Abstract

New hatched larvae of Culex pipiens L. (Diptera: Culicidae) develop to the adult state in a sterile synthetic dietary medium with cholesterol as the only lipid nutrient, but emergent adults are weak and nearly all become trapped at the medium surface. Supplementation of basal medium with 30–60 mg/100 ml of human or bovine plasma beta-lipoprotein Cohn fraction III-0, or 2–4 mg/100 ml of various phospholipids, favors the production of strong adults, many of which are able to fly and survive thereafter for long periods. Of several phospholipids tested, crude animal and egg lecithins, and purified phosphatidylcholine and phosphatidylethanolamine (ex-ovolecithin and ex-bovine brain cephalin, respectively) contain flight activity factor.

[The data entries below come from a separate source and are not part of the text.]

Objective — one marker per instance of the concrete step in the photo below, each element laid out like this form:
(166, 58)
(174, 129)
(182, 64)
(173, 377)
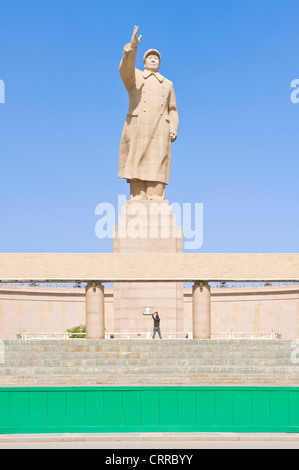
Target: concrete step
(148, 362)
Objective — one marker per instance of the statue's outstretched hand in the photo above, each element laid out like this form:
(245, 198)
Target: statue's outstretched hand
(135, 39)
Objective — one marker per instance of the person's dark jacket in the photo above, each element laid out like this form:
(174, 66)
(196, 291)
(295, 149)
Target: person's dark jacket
(156, 321)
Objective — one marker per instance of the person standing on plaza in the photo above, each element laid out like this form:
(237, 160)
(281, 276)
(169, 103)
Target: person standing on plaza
(156, 319)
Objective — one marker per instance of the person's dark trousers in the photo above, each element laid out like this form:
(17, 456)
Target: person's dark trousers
(157, 330)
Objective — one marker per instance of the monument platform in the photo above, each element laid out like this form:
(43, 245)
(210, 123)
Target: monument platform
(148, 227)
(148, 362)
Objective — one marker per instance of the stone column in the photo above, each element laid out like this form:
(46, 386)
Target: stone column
(201, 306)
(95, 317)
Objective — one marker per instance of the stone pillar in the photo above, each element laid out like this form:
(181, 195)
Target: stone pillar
(95, 317)
(201, 306)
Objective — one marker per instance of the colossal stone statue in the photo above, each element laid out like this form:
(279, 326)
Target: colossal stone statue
(151, 124)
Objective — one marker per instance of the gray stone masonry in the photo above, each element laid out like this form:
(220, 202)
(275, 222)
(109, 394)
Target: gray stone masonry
(147, 362)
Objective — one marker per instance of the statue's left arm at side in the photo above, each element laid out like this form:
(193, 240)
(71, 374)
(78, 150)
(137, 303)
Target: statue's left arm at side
(173, 117)
(127, 65)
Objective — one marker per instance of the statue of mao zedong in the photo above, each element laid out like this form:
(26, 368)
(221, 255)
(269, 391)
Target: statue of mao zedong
(150, 127)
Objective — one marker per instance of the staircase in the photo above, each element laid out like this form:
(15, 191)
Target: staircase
(147, 362)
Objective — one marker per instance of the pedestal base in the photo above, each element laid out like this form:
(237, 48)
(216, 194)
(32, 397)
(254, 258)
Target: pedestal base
(148, 227)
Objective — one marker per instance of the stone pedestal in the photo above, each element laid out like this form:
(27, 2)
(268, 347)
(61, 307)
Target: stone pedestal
(148, 227)
(95, 317)
(201, 304)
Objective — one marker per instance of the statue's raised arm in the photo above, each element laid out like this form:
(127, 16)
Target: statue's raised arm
(135, 39)
(127, 65)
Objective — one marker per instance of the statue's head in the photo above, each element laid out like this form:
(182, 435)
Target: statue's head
(152, 60)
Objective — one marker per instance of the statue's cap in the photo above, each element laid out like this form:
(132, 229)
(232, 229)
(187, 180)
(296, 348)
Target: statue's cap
(152, 51)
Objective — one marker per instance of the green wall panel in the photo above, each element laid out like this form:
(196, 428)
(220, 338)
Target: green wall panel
(149, 409)
(38, 410)
(94, 409)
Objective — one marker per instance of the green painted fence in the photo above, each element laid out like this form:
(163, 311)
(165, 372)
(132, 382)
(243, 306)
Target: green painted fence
(149, 409)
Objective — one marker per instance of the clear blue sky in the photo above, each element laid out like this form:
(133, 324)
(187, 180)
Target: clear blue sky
(231, 62)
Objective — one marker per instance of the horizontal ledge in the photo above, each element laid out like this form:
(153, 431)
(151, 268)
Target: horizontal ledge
(149, 267)
(144, 279)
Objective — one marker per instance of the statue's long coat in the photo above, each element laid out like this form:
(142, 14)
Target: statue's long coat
(145, 149)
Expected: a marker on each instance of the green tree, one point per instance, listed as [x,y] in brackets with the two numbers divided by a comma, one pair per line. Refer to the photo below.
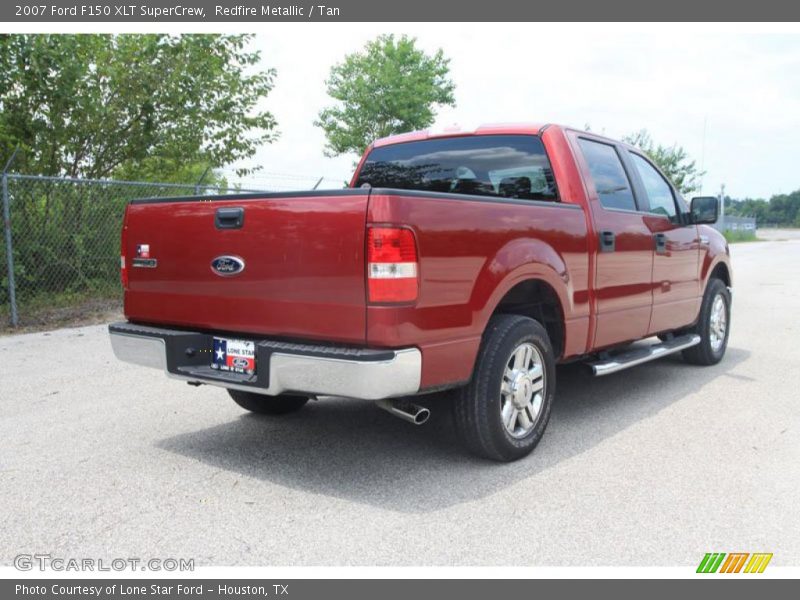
[673,160]
[390,87]
[139,106]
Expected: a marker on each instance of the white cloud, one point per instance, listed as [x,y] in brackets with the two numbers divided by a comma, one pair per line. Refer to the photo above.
[669,79]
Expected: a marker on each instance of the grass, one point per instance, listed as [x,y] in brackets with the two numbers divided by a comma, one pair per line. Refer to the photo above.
[62,309]
[737,236]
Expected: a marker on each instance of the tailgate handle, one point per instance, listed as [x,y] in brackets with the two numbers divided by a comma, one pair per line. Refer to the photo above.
[229,218]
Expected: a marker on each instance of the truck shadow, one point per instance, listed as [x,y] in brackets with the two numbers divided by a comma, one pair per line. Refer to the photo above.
[351,450]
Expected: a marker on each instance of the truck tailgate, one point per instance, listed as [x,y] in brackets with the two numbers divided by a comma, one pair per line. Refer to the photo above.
[303,257]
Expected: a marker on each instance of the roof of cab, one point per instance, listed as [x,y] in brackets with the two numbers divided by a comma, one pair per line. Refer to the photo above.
[489,129]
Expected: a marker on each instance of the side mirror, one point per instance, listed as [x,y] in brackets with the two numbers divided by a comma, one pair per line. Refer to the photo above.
[704,209]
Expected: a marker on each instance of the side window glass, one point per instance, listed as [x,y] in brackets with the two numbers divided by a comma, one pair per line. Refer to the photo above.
[658,190]
[610,180]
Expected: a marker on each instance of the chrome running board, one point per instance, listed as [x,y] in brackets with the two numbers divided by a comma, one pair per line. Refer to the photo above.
[637,356]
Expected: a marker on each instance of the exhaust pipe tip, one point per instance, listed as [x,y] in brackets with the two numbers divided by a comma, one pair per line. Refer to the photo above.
[422,415]
[408,411]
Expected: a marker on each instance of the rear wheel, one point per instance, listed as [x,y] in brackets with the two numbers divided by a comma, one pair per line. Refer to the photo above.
[713,326]
[268,405]
[502,413]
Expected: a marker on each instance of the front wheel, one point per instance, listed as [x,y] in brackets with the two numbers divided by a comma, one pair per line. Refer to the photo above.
[268,405]
[713,326]
[502,413]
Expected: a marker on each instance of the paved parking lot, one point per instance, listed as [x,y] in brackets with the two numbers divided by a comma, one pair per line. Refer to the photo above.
[652,466]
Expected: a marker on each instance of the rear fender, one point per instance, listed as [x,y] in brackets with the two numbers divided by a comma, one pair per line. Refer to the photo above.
[521,260]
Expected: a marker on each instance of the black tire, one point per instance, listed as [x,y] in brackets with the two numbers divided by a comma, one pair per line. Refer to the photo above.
[478,407]
[268,405]
[705,353]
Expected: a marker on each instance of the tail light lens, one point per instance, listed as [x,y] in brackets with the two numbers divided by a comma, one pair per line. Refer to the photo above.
[391,264]
[123,269]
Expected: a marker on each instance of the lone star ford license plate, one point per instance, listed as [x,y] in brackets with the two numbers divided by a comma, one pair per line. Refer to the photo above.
[238,356]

Purified sphingomyelin (ex-bovine brain), crude vegetable lecithin, refined soy lecithin, synthetic L or DL-dipalmitoyl lecithin and synthetic DL-dipalmitoyl cephalin had no flight factor. All phospholipids and lipoproteins tested slightly increased the rate of development to pupation. In excess of 4 mg/100 ml, all phospholipids were detrimental to larval development. These findings indicate that another lipid nutrient is required in addition to cholesterol, possibly a vertebrate fat-soluble growth factor occurring as a contaminant in various lipid preparations of animal origin, but more probably a sub-molecular component of certain animal phospholipids.